Questions for Chinese-English NMT with Sub-Character BPE

1.

One of the main topics of the paper is BPE. Let’s see if you understand what is going on regarding that.

1.1

There is a passage in the text (section 4.2): “Different numbers of BPE operations (0, 500, 1,000, 2,000, 3,000 or 4,000) were applied…”

Q: assuming that there are 25 English letters that denote Chinese radicals in Wubi system, how many different subwords types will there be if 0 BPE operations are applied? If 4,000 operations are applied?

1.2

Suppose that you have an excerpt of the Chinese training corpus. It looks like this:

请讲...清论文...在青岛...从你和从他们 (the text is nonsense, I picked the characters with illustrative radicals).
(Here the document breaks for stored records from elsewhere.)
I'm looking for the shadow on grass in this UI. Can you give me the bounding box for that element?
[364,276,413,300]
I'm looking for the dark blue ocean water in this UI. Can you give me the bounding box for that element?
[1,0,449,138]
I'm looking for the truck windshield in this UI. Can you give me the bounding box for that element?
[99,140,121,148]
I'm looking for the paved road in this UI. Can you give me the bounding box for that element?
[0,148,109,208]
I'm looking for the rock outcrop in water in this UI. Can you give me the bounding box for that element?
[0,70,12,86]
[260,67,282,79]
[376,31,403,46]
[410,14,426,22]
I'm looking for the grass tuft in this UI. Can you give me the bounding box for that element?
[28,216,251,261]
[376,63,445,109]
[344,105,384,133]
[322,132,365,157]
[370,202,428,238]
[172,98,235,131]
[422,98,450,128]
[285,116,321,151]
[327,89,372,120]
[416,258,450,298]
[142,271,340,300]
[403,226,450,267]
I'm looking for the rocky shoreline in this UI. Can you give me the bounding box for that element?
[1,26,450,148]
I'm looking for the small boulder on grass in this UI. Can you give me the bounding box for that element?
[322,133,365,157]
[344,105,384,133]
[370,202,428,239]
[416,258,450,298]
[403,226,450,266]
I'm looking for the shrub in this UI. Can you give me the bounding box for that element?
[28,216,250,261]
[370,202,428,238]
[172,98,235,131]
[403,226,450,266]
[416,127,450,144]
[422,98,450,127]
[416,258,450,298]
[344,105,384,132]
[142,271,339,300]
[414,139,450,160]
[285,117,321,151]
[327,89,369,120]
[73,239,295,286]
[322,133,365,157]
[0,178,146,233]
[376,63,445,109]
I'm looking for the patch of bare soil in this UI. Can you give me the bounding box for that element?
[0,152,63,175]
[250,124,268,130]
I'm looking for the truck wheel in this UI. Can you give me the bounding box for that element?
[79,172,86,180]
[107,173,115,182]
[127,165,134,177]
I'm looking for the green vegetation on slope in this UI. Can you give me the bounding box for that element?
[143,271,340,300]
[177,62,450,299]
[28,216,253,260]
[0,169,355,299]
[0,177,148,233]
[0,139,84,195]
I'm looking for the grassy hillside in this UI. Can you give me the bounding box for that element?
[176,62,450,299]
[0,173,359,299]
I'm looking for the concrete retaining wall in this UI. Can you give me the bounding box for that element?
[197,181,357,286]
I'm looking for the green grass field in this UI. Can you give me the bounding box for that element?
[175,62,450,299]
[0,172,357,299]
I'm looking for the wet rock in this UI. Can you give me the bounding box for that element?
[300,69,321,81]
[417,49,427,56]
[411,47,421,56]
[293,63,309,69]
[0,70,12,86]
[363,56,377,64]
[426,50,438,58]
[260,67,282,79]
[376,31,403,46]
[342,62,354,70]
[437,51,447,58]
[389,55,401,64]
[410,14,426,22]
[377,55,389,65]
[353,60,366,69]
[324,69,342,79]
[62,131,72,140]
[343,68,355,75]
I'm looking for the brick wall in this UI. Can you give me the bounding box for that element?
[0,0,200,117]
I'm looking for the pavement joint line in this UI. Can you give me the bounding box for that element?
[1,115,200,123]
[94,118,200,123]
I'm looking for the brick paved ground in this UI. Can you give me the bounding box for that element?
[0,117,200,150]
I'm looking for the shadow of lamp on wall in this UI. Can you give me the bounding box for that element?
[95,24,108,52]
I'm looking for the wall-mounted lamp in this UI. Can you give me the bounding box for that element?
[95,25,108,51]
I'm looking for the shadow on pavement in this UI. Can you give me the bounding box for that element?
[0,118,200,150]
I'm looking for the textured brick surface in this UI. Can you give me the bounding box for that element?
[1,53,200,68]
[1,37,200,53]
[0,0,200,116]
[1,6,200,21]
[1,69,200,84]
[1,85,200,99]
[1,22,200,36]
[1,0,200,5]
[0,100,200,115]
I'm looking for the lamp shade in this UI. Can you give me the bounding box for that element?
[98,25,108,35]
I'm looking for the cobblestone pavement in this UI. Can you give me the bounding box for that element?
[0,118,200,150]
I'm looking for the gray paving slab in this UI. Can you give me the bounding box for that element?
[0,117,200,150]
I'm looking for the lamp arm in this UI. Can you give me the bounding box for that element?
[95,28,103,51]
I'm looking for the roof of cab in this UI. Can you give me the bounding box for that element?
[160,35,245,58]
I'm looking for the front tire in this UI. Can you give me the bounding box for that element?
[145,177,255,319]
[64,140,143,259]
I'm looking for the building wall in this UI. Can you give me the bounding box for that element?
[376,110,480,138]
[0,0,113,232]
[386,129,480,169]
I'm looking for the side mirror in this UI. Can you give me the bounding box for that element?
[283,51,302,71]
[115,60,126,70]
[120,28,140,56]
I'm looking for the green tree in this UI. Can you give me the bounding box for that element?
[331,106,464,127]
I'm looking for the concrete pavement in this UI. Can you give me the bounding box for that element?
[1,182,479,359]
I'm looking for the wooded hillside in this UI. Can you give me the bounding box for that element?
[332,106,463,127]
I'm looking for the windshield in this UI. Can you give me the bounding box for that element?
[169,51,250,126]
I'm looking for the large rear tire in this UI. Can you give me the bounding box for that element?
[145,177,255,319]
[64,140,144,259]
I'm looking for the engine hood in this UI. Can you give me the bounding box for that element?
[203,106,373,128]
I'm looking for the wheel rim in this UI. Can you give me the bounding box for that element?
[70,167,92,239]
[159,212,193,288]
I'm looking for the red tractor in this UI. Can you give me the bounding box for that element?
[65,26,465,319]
Its Wubi representation is the following:

yge yfj . . . ige ywx yygy . . . d gef qynmu . . . ww wq t ww wb wu

Suppose that you need to make the BPE operations yourself. Do not take into account the ellipses (they just denote different phrases) and blank spaces.

Q: How would the first 4 operations on this input look like? Show each substitution by capital Latin letters (i.e., substitute the first pair to A, the second pair - to B, etc.)

Hint: some of the operations (3rd and 4th) can be swapped in order

2

Section 3.2. says: “For two similar languages, the joint BPE method can be used to generate the vocabularies for both the source and target language.”

Q: Does it make sense to use the joint BPE for English + Wubicized Chinese data? Why?

3

Q: According to the authors, why did they expect the speed of the wubi-based translation to be slower than the character-based translation? Were they right?

4

Q: For the comparison with Wubi encoding, the authors also applied the word-based, character-based and subword-based Chinese data. What does “subword” mean in this case?

Bonus Question:

5

In Chinese, there are approximately 80,000 characters, but only from 5,000 to 8,000 are used regularly. Moreover, no new characters can appear. (these statements are some simplification, but let us assume that.)

Q: from the theoretical perspective, why do we even want to bother ourselves going to sub-character level? Wouldn’t it be enough to just map each character to a number and that’d be it? What are the drawbacks of such approach?

Double Bonus Question (strictly for those who do not have anything else to do)

6

Interestingly, Japanese and Korean writing systems have significant differences. For example, Koreans currently use their own writing system, Hangul, which from the first sight seems similar to the Chinese one.

Q: Based on this short description from Wikipedia, would you say that applying such sub-character approach for Hangul is a good idea? Why (not)? If not - what can be an easier approach?